No sé si ya lo conté, si lo he apuntado en alguna parte, aún así, tengo ganas de rememorarlo, eran tiempos difíciles, demasiado para vivirlos de niño.
Recuerdo, cuando con puntualidad meridiana alguien preguntaba por el regalo de Reyes; como un resorte, que lleva una vida esperando saltar -¡un coche de pedales!-; año tras año, siempre pedía lo mismo...
Alguien te miraba con aquellos ojos de... ¡algún día!, y con esa sonrisa que sólo ella sabía, te dejaba sumido en tus pensamientos, te veía, casi que palpaba, tu imaginación, correteando, dando pedales, yendo más allá del infinito, disfrutando el todavía imaginario juguete.
Llegaba la noche mágica, esa en la que, todos, nos íbamos temprano a soñar en nuestro ansiado regalo; el sueño te podía, el frío de aquellos lares provocaba tu cansancio, luego -acurrucado- ya dormías para soñar, para disfrutarlo intensamente.
El primer toque de campana, a misa tempranera, provocaba el grito ¿han venido los reyes?, bajabas la escalera, a mil por hora, desbocado, a ver ¡qué te habían traído!, y... -allí no estaba-, tu ilusión rota en mil pedazos; ellos sabían cómo hacerte olvidar y provocar la ilusión ante una nueva montaña de regalos.

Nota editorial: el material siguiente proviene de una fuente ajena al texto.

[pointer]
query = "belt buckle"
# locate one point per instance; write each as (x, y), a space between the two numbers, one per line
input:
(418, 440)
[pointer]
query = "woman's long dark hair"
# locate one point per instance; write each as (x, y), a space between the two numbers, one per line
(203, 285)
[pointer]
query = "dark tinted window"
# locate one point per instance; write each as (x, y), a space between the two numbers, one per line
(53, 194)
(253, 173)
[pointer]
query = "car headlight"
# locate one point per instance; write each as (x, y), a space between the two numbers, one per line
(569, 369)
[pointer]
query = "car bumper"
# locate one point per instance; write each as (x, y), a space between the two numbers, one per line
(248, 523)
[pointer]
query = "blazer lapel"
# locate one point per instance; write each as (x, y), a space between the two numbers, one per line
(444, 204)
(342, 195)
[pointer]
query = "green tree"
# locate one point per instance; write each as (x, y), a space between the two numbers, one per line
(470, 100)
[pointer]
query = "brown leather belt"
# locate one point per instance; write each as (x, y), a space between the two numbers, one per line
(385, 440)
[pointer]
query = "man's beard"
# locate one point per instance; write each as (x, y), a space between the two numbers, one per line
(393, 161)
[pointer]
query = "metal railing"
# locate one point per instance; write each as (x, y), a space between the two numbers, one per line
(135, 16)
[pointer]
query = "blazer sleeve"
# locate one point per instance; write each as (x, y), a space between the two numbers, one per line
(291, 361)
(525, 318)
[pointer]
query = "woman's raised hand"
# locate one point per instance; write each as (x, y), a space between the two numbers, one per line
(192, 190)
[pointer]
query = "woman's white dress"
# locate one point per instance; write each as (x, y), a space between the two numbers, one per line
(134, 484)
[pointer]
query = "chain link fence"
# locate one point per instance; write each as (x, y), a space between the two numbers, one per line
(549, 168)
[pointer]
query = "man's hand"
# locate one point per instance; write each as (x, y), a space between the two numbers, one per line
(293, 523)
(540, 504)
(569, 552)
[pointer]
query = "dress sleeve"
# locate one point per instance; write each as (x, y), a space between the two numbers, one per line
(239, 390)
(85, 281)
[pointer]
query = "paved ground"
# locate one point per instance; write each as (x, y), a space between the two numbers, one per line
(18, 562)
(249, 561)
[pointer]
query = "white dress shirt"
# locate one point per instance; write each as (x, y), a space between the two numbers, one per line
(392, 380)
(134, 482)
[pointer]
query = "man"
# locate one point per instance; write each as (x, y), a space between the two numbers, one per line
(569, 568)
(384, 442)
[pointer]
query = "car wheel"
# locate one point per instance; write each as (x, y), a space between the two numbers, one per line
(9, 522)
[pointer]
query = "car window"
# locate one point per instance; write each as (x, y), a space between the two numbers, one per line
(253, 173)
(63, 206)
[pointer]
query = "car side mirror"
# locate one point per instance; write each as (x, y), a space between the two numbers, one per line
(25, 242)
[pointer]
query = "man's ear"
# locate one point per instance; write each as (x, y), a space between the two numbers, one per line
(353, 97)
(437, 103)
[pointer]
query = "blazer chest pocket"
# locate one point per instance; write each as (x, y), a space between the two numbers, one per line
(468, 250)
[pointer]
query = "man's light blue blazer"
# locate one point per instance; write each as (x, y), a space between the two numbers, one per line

Luego, ya en la calle, con tu pistola nueva, con tu pelota -víctima de millones de patadas-, con todas tus ganas, te quedaba el último regalo, ver como el niño de los ricos, sí tenía un coche de pedales; y tú, gozar del privilegio de tocarlo, de empujarlo en una carrera loca, calle abajo, hasta el infinito.